またお話の終盤ぐらいになって、ようやく『人魚』の正体や目的が明らかになっていくのですが、その頃には『英国諜報員のミッション』の方が物凄い緊迫した事態になっており、『もう、人魚とかどうでもいいやろ?』みたいな空気になってお話が進んでいくため、『人魚』の存在感が全体的に薄すぎなのが困りもの。
実際のところ『人魚』は『男女差別への問題提起』とかを題材にしているっぽいのですが、そんな事はどうでも良くなるレベルの雑な扱い(そもそも第三次世界大戦が勃発しそうな状況で男女問題とか提起されても…)ですし、単にストーリーがゴチャゴチャして分かりにくくなっているだけなので、最初から素直に『戦争もののサスペンス映画にしておいた方が良かったんじゃ?』という感想しか出てきません。

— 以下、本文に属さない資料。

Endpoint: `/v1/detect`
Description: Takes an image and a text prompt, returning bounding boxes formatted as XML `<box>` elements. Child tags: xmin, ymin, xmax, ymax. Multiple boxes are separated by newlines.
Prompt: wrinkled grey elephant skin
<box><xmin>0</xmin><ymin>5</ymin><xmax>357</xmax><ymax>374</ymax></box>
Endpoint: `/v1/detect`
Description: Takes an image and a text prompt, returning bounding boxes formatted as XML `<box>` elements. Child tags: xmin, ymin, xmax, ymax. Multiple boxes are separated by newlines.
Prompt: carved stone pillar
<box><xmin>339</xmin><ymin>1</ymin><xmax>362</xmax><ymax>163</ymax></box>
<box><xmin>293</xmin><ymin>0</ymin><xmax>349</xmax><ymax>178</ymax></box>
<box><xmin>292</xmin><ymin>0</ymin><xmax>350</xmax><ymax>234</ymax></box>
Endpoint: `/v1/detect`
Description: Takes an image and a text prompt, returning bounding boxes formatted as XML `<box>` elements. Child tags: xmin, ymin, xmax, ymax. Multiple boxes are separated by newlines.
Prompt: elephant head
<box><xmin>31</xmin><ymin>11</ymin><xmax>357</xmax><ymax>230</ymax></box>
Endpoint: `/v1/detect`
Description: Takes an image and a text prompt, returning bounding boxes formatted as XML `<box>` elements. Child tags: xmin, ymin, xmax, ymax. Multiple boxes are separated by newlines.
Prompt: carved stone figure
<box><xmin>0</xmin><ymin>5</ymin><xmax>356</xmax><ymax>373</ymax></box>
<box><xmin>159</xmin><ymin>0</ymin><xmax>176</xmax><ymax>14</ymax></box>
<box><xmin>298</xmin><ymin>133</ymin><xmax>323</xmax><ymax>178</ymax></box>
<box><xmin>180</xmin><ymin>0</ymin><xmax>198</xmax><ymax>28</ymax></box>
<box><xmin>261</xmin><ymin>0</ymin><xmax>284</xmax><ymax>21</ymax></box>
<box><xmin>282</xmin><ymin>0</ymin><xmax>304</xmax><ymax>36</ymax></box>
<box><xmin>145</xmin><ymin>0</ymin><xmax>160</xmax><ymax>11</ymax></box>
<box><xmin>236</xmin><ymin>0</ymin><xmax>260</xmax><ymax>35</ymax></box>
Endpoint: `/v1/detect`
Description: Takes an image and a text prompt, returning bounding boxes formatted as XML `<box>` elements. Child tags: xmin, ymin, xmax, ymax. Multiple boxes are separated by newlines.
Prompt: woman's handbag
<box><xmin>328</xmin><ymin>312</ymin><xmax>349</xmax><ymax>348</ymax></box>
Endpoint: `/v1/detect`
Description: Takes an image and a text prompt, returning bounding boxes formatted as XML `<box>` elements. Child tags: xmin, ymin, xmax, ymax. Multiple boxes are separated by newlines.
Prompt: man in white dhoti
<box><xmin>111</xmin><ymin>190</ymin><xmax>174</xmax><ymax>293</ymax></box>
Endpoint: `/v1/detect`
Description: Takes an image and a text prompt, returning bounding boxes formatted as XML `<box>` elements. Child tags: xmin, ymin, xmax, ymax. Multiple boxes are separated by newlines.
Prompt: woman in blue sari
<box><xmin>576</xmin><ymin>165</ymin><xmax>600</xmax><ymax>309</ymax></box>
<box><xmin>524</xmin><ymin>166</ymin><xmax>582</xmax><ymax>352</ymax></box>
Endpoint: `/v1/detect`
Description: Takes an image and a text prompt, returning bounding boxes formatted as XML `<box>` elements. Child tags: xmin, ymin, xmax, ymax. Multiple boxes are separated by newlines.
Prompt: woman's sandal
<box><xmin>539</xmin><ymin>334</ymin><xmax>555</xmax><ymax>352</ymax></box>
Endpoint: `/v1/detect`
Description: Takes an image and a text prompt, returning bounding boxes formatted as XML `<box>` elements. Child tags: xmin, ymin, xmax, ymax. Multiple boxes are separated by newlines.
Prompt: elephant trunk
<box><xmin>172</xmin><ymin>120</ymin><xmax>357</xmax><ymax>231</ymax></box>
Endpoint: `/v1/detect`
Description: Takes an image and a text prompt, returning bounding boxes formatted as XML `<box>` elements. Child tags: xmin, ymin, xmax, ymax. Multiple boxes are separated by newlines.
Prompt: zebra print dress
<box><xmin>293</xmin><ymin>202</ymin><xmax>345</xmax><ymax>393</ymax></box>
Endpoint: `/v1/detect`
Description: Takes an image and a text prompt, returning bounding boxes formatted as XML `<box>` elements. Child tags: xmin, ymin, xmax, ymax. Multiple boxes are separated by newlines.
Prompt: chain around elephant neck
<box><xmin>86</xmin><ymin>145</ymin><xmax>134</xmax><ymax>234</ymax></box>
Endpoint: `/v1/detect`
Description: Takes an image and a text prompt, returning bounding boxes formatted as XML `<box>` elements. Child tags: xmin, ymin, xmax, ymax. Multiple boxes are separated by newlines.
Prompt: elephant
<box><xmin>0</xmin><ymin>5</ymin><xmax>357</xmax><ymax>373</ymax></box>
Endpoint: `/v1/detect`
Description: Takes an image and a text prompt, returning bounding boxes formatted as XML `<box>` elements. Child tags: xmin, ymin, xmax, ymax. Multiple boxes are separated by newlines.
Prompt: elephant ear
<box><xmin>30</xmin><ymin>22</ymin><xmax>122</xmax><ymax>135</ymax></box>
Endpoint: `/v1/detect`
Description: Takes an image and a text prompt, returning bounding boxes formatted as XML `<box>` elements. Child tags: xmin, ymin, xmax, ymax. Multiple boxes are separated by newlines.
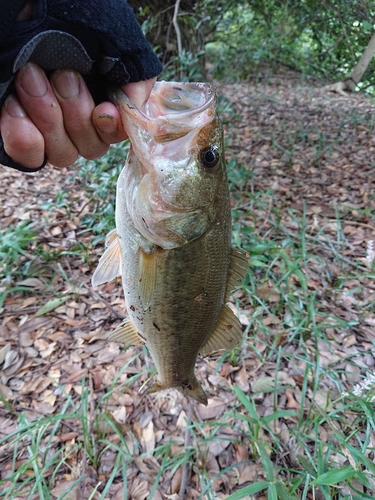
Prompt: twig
<box><xmin>255</xmin><ymin>196</ymin><xmax>274</xmax><ymax>234</ymax></box>
<box><xmin>172</xmin><ymin>0</ymin><xmax>183</xmax><ymax>80</ymax></box>
<box><xmin>2</xmin><ymin>306</ymin><xmax>40</xmax><ymax>316</ymax></box>
<box><xmin>80</xmin><ymin>371</ymin><xmax>95</xmax><ymax>497</ymax></box>
<box><xmin>179</xmin><ymin>401</ymin><xmax>193</xmax><ymax>500</ymax></box>
<box><xmin>89</xmin><ymin>288</ymin><xmax>126</xmax><ymax>319</ymax></box>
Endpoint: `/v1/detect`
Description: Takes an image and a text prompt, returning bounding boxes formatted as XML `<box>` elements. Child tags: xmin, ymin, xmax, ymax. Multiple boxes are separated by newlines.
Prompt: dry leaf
<box><xmin>141</xmin><ymin>420</ymin><xmax>155</xmax><ymax>453</ymax></box>
<box><xmin>176</xmin><ymin>410</ymin><xmax>188</xmax><ymax>428</ymax></box>
<box><xmin>238</xmin><ymin>463</ymin><xmax>259</xmax><ymax>485</ymax></box>
<box><xmin>171</xmin><ymin>467</ymin><xmax>182</xmax><ymax>494</ymax></box>
<box><xmin>19</xmin><ymin>331</ymin><xmax>33</xmax><ymax>347</ymax></box>
<box><xmin>128</xmin><ymin>478</ymin><xmax>149</xmax><ymax>500</ymax></box>
<box><xmin>112</xmin><ymin>405</ymin><xmax>127</xmax><ymax>424</ymax></box>
<box><xmin>96</xmin><ymin>344</ymin><xmax>120</xmax><ymax>363</ymax></box>
<box><xmin>252</xmin><ymin>376</ymin><xmax>274</xmax><ymax>393</ymax></box>
<box><xmin>17</xmin><ymin>278</ymin><xmax>45</xmax><ymax>289</ymax></box>
<box><xmin>235</xmin><ymin>367</ymin><xmax>250</xmax><ymax>392</ymax></box>
<box><xmin>197</xmin><ymin>397</ymin><xmax>226</xmax><ymax>420</ymax></box>
<box><xmin>207</xmin><ymin>438</ymin><xmax>231</xmax><ymax>457</ymax></box>
<box><xmin>0</xmin><ymin>344</ymin><xmax>11</xmax><ymax>364</ymax></box>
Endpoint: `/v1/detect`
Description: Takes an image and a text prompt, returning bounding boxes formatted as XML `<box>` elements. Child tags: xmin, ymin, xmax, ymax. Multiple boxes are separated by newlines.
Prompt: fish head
<box><xmin>112</xmin><ymin>82</ymin><xmax>229</xmax><ymax>249</ymax></box>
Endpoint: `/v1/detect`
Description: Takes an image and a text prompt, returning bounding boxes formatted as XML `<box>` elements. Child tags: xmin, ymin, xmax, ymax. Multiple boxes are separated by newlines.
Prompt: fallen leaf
<box><xmin>128</xmin><ymin>477</ymin><xmax>149</xmax><ymax>500</ymax></box>
<box><xmin>35</xmin><ymin>296</ymin><xmax>72</xmax><ymax>317</ymax></box>
<box><xmin>19</xmin><ymin>330</ymin><xmax>33</xmax><ymax>347</ymax></box>
<box><xmin>171</xmin><ymin>467</ymin><xmax>182</xmax><ymax>494</ymax></box>
<box><xmin>238</xmin><ymin>463</ymin><xmax>259</xmax><ymax>485</ymax></box>
<box><xmin>252</xmin><ymin>376</ymin><xmax>274</xmax><ymax>393</ymax></box>
<box><xmin>17</xmin><ymin>278</ymin><xmax>45</xmax><ymax>289</ymax></box>
<box><xmin>197</xmin><ymin>397</ymin><xmax>226</xmax><ymax>420</ymax></box>
<box><xmin>0</xmin><ymin>344</ymin><xmax>11</xmax><ymax>364</ymax></box>
<box><xmin>141</xmin><ymin>420</ymin><xmax>155</xmax><ymax>453</ymax></box>
<box><xmin>235</xmin><ymin>367</ymin><xmax>250</xmax><ymax>392</ymax></box>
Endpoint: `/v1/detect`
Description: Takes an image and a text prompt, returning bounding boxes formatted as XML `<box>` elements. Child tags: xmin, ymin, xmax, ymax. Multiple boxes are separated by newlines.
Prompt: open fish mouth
<box><xmin>110</xmin><ymin>81</ymin><xmax>216</xmax><ymax>149</ymax></box>
<box><xmin>112</xmin><ymin>81</ymin><xmax>220</xmax><ymax>249</ymax></box>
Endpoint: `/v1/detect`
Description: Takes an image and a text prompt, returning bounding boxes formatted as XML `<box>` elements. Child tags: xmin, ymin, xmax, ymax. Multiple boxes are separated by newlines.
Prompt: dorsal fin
<box><xmin>109</xmin><ymin>318</ymin><xmax>143</xmax><ymax>345</ymax></box>
<box><xmin>199</xmin><ymin>304</ymin><xmax>243</xmax><ymax>357</ymax></box>
<box><xmin>92</xmin><ymin>230</ymin><xmax>122</xmax><ymax>286</ymax></box>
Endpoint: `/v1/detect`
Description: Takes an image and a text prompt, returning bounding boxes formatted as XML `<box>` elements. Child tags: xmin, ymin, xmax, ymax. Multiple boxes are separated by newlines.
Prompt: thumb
<box><xmin>122</xmin><ymin>77</ymin><xmax>157</xmax><ymax>109</ymax></box>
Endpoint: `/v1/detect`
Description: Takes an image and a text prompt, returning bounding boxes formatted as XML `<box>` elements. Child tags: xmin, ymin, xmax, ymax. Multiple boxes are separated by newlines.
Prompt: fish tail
<box><xmin>180</xmin><ymin>375</ymin><xmax>208</xmax><ymax>406</ymax></box>
<box><xmin>143</xmin><ymin>376</ymin><xmax>208</xmax><ymax>405</ymax></box>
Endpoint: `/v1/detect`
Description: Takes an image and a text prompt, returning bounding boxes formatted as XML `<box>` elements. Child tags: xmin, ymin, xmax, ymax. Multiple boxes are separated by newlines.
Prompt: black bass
<box><xmin>92</xmin><ymin>82</ymin><xmax>247</xmax><ymax>405</ymax></box>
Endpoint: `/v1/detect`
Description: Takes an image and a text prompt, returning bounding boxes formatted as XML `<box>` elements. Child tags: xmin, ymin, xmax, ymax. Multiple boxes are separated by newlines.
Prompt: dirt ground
<box><xmin>1</xmin><ymin>73</ymin><xmax>375</xmax><ymax>498</ymax></box>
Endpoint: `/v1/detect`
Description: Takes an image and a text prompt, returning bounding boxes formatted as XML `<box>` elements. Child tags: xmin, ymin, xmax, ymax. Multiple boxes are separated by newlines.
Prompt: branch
<box><xmin>179</xmin><ymin>401</ymin><xmax>193</xmax><ymax>500</ymax></box>
<box><xmin>172</xmin><ymin>0</ymin><xmax>183</xmax><ymax>79</ymax></box>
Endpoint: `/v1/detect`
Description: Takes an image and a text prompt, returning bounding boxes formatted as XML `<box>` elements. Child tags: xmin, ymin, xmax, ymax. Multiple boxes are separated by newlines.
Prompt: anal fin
<box><xmin>109</xmin><ymin>318</ymin><xmax>143</xmax><ymax>346</ymax></box>
<box><xmin>199</xmin><ymin>304</ymin><xmax>243</xmax><ymax>357</ymax></box>
<box><xmin>225</xmin><ymin>248</ymin><xmax>248</xmax><ymax>300</ymax></box>
<box><xmin>92</xmin><ymin>229</ymin><xmax>122</xmax><ymax>286</ymax></box>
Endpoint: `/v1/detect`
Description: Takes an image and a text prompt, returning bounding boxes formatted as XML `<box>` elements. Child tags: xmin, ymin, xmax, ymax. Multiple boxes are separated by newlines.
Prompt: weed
<box><xmin>71</xmin><ymin>141</ymin><xmax>129</xmax><ymax>244</ymax></box>
<box><xmin>0</xmin><ymin>221</ymin><xmax>38</xmax><ymax>307</ymax></box>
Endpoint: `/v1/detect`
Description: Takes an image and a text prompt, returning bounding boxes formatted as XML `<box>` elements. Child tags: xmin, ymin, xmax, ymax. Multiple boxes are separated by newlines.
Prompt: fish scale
<box><xmin>92</xmin><ymin>82</ymin><xmax>248</xmax><ymax>405</ymax></box>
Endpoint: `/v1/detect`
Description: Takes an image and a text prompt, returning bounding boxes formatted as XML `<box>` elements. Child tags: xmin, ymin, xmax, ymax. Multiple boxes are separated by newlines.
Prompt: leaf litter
<box><xmin>1</xmin><ymin>71</ymin><xmax>375</xmax><ymax>498</ymax></box>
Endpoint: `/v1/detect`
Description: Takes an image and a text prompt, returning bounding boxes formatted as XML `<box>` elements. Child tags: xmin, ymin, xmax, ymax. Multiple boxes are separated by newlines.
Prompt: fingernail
<box><xmin>18</xmin><ymin>63</ymin><xmax>48</xmax><ymax>97</ymax></box>
<box><xmin>51</xmin><ymin>70</ymin><xmax>80</xmax><ymax>99</ymax></box>
<box><xmin>95</xmin><ymin>114</ymin><xmax>117</xmax><ymax>134</ymax></box>
<box><xmin>5</xmin><ymin>95</ymin><xmax>26</xmax><ymax>117</ymax></box>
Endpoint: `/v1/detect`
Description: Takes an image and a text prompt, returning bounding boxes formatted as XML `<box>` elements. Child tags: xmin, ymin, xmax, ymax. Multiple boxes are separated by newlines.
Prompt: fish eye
<box><xmin>200</xmin><ymin>146</ymin><xmax>220</xmax><ymax>169</ymax></box>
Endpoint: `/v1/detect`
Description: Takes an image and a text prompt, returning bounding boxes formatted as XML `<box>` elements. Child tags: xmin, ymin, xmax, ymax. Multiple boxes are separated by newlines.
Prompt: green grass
<box><xmin>224</xmin><ymin>159</ymin><xmax>375</xmax><ymax>498</ymax></box>
<box><xmin>2</xmin><ymin>94</ymin><xmax>375</xmax><ymax>499</ymax></box>
<box><xmin>2</xmin><ymin>172</ymin><xmax>375</xmax><ymax>498</ymax></box>
<box><xmin>0</xmin><ymin>221</ymin><xmax>39</xmax><ymax>308</ymax></box>
<box><xmin>70</xmin><ymin>141</ymin><xmax>129</xmax><ymax>245</ymax></box>
<box><xmin>0</xmin><ymin>348</ymin><xmax>149</xmax><ymax>499</ymax></box>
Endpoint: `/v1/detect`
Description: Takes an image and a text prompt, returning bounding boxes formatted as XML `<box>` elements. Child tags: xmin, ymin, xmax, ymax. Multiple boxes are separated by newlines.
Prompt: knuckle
<box><xmin>49</xmin><ymin>150</ymin><xmax>78</xmax><ymax>168</ymax></box>
<box><xmin>5</xmin><ymin>127</ymin><xmax>44</xmax><ymax>157</ymax></box>
<box><xmin>80</xmin><ymin>144</ymin><xmax>109</xmax><ymax>161</ymax></box>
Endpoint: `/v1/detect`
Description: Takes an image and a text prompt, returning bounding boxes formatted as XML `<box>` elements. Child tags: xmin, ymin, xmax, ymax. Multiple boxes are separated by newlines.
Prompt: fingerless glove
<box><xmin>0</xmin><ymin>0</ymin><xmax>162</xmax><ymax>171</ymax></box>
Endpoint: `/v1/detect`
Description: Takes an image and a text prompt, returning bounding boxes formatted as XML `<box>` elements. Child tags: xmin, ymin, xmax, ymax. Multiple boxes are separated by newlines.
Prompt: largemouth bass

他にも、終盤で明かされる『衝撃の真実』が唐突過ぎますし、『戦時中なのに潜水艦の搭乗員が少なすぎやろ』とか、英国諜報員が何故か『人魚』の生体に以上に詳しかったりとか、色々とツッコミどころが満載。
ラストの展開も矢鱈と唐突で『なんだそりゃ?』というようなオチですし、色々とどうしたら良いのか判然としないような内容の作品でしたよ…
総評としましては、全体的に『なんのこっちゃ』と言いたくなるような『微妙な内容のモンスターホラー風味の戦争サスペンス映画』って感じですね。
お話がダラダラしているうえに『人魚』を題材としている割には扱いが雑で、描きたい方向性もストーリーも釈然としない部分が多く、観ていてどうにもモヤっとする作品という印象でした。
あまりオススメするような要素も無いので、よほど気になっているとかでも無ければ、普通にスルーしておいても問題のない一本ではないかと思いますよ。